AlgorithmComplexityFairnessSession stickinessCache localityBest for
Round-robinO(1)HighNoneNoneUniform short requests
Least connectionsO(n)MediumNoneNoneVariable-duration requests
WeightedO(1)ConfigurableNoneNoneHeterogeneous hardware
IP hashO(1)MediumStrongMediumSession persistence
Consistent hashO(log n)MediumStrongStrongDistributed caches

Best practices

  • Implement active health checks: passive monitoring (detecting connection failures) is too slow. Configure HTTP health checks that hit /health every 5 seconds. A server returning 500s should be removed from rotation before it degrades user experience.
  • Use connection pooling: creating a new TCP connection for every request adds latency and CPU overhead. Configure keepalive connections between the load balancer and backends so connections are reused across requests.
  • Terminate SSL at the load balancer: handle TLS handshake at the edge, forwarding plain HTTP to backends inside a secure network. This reduces certificate management and CPU load on application servers.
  • Expose real client IPs: backends behind a load balancer see the balancer’s IP, not the client’s. Forward X-Forwarded-For and X-Real-IP headers. Ensure backends trust only the load balancer’s IP to prevent IP spoofing.
  • Plan for session persistence: if your application stores session state in memory, use sticky sessions (cookie-based or IP hash) so users consistently hit the same backend. Better yet, store sessions in Redis and make all requests stateless.

Common mistakes

  • No health checks with round-robin: a failed server still receives 1/N of traffic, causing user-facing errors. Always combine load balancing with active health checks that remove unhealthy nodes.
  • Ignoring the thundering herd: when a failed server recovers, sending it full traffic immediately can overwhelm it. Use slow-start — gradually increase the weight of recovering servers over 30-60 seconds.
  • IP hash for mobile users: mobile clients change IP addresses frequently (switching between WiFi and cellular). IP hash causes session loss. Use cookie-based stickiness instead.
  • Forgetting about load balancer capacity: the load balancer itself can become a bottleneck. Monitor its CPU, connections, and throughput. Scale horizontally with DNS round-robin or Anycast when a single balancer is insufficient.

FAQ

Q: Should I use Layer 4 or Layer 7 load balancing? A: Layer 4 (TCP/UDP) is faster but cannot inspect HTTP headers or route based on URL. Layer 7 (HTTP) enables path-based routing, cookie stickiness, and request rewriting. Use Layer 7 for web applications; Layer 4 for databases, game servers, or non-HTTP protocols.

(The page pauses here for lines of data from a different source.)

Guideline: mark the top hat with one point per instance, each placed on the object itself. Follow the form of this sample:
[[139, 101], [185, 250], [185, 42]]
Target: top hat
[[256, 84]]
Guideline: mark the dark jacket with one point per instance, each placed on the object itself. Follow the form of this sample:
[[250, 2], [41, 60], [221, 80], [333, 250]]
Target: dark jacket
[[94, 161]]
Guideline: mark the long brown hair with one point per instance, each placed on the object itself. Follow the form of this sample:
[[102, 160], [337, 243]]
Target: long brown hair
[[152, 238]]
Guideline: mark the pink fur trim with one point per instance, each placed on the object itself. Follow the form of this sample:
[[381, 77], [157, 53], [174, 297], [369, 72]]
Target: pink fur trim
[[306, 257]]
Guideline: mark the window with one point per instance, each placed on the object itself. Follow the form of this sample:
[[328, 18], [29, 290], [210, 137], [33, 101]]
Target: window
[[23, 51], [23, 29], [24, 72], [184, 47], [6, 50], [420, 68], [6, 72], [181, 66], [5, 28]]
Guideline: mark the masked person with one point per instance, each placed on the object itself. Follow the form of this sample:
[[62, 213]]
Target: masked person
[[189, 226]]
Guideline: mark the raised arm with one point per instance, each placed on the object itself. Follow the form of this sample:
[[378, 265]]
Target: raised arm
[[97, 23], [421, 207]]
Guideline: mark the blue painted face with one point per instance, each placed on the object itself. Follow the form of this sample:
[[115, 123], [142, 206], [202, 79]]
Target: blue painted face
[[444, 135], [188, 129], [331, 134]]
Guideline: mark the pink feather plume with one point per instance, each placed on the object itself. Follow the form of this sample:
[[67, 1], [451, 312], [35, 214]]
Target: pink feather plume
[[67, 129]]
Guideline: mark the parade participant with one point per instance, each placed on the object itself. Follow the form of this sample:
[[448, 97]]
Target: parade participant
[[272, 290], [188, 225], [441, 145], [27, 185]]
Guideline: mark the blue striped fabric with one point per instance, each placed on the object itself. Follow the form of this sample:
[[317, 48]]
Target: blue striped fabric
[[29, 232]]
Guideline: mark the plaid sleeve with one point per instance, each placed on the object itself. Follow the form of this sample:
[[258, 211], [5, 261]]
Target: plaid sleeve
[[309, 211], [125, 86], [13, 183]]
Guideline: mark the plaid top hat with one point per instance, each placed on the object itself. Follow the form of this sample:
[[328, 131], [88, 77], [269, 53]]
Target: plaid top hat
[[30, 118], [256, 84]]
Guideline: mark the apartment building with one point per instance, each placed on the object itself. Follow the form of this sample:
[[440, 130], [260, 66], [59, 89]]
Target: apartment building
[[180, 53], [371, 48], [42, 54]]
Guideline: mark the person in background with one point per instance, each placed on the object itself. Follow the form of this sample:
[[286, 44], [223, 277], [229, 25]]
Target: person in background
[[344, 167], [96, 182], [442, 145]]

Q: How do load balancers handle WebSockets? A: WebSocket connections are long-lived. The balancer must support HTTP upgrade proxying and maintain the connection. Nginx and HAProxy handle this natively. Ensure the backend timeout exceeds the expected WebSocket duration.

Q: What is the difference between a load balancer and a reverse proxy? A: A reverse proxy routes requests to backends and can modify them. A load balancer adds distribution algorithms, health checks, and failover. In practice, modern tools (Nginx, HAProxy, Traefik) are both. The terms are often used interchangeably.

Q: Can I load balance across regions? A: Yes — use DNS-based load balancing (Route 53, Cloudflare) with geolocation routing or latency-based routing. The DNS resolver returns the IP of the nearest healthy region. This operates at Layer 3, above application-level balancers.